Frataxin is an evolutionary relevant small protein for which definite functions in mitochondria and cell physiology have not been fully established. Most of the knowledge has been revealed by examining cell and animal models lacking frataxin. Current experimental work points toward biochemical and signaling pathways that mainly involve the biosynthesis of ISC and heme prosthetic factors, oxidative stress status, and iron homeostasis. However, these biochemical events that are usually observed in most of these models are not universal: oxygen radical production and increased activity of antioxidant enzymes is not always evident (Chantrel-Groussard et al. 2001; Seznec et al. 2005; Shidara and Hollenbeck 2010), impairment of ISC-containing enzymes is not always a consequence of frataxin loss of function (Rotig et al. 1997; Gonzalez-Cabo et al. 2010; Hick et al. 2013), and iron accumulation in mitochondria is not invariably an early event (Cossee et al. 2000; Puccio et al. 2001). In an attempt to explain the whole biological phenomenon in one hypothesis, Bayot et al. (2011) suggested that frataxin deficiency induced an increased basal sensitivity to ROS as opposed to an absolute increase in oxygen radicals, that is, defective cells display hypersensitivity to an oxidative insult. The whole picture of the disease pathogenesis is even heterogeneous at the histological level. The affected pathways and functions show a differential pattern in different organs and tissues (Fig. 1). For instance, late iron deposits are observed in myocardial fibers, but not in nervous system structures such as the DRG. Whether these biochemical and pathological differences are related to distinct cell susceptibility to the damage associated with frataxin depletion needs further studies in disease models, either cellular or animal. Nevertheless, whatever the cellular mechanisms involved, frataxin deficiency has consequences on the physiology of the targeted organs. In the following section, we will address disease pathophysiology.
Friedreich's ataxia: pathophysiology of frataxin deficiency
FRDA pathophysiology is a consequence of the partial deficiency of frataxin in patients homozygous for the GAA expansion. A minority of patients, however, are compound heterozygotes for an expanded GAA repeat allele and a point or small mutation (missense, nonsense, splicing, frame-shift, or ins/del nucleotide change) that induces a loss-of-function protein mechanism (Cossee et al. 1999; De Castro et al. 2000).

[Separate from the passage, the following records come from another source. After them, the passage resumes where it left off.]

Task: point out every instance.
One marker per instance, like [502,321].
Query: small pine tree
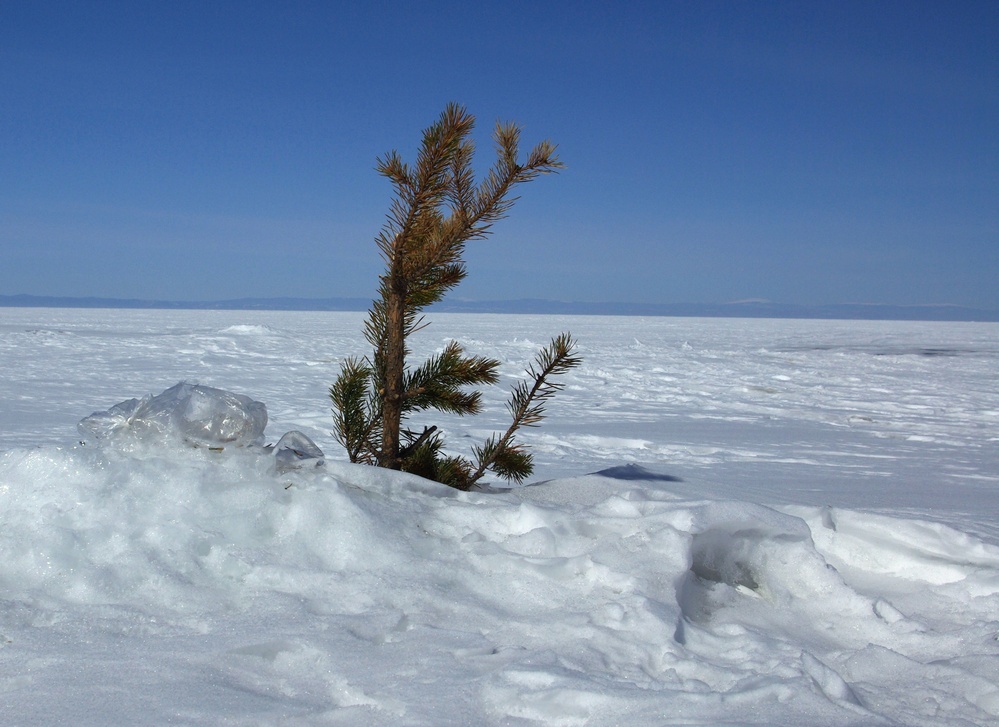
[438,208]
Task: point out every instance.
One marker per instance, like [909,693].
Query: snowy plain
[732,522]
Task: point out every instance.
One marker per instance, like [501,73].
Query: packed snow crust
[695,551]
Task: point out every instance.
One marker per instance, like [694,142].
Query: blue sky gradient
[799,152]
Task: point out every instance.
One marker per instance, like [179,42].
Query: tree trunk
[395,350]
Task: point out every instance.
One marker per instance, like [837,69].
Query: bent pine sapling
[438,208]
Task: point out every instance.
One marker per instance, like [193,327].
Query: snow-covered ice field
[738,522]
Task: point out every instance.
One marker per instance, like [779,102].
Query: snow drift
[204,586]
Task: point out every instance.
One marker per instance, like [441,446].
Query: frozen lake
[871,414]
[792,480]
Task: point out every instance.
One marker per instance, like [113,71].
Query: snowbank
[178,585]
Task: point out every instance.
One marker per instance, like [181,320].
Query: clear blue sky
[801,152]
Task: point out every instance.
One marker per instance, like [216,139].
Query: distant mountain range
[737,309]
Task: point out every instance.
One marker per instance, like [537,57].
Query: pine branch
[527,406]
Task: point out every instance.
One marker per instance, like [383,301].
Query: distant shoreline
[739,309]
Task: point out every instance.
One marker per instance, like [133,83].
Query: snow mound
[352,595]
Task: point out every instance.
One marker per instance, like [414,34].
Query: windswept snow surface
[734,522]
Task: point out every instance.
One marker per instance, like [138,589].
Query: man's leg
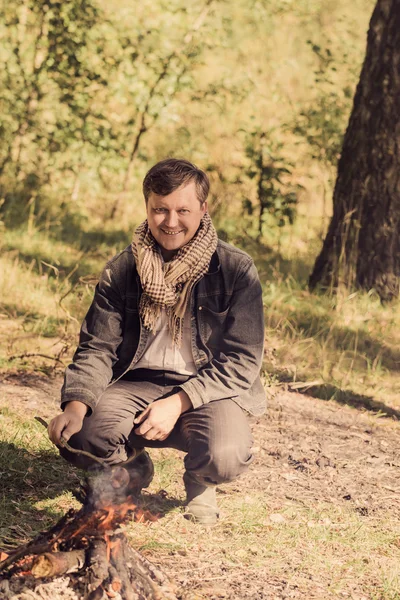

Clinical symptoms and neurological examination (Harding 1981; Durr et al. 1996; Koenig and Dürr 2000; Pandolfo 2009) indicate that FRDA corresponds to a mixed sensory and cerebellar ataxia, which affect the proprioceptive pathways in the peripheral nervous system, spinal cord, and nuclei of the cerebellum. Later on, the pyramidal tracts, related to muscle weakness and spasticity, are also involved. Most of these neural structures are linked by long axons connecting Pacini's and Ruffini's corpuscles and unencapsulated nerve endings with sensory neurons localized in the DRG and Clarke's columns. These structures are also connected with the gracile and cuneate nuclei and the dorsal nucleus of Clarke in the lower medulla, medial lemniscus, and output projections of the cerebellum. Thus, major structures of the nervous system involved in the neuropathology and pathophysiology of FRDA include peripheral sensory nerves, the DRG, posterior columns, spinocerebellar and corticospinal tracts of the spinal cord, gracile and cuneate nuclei, dorsal nuclei of Clarke, and the dentate nucleus (DN) in the deep cerebellar nuclei.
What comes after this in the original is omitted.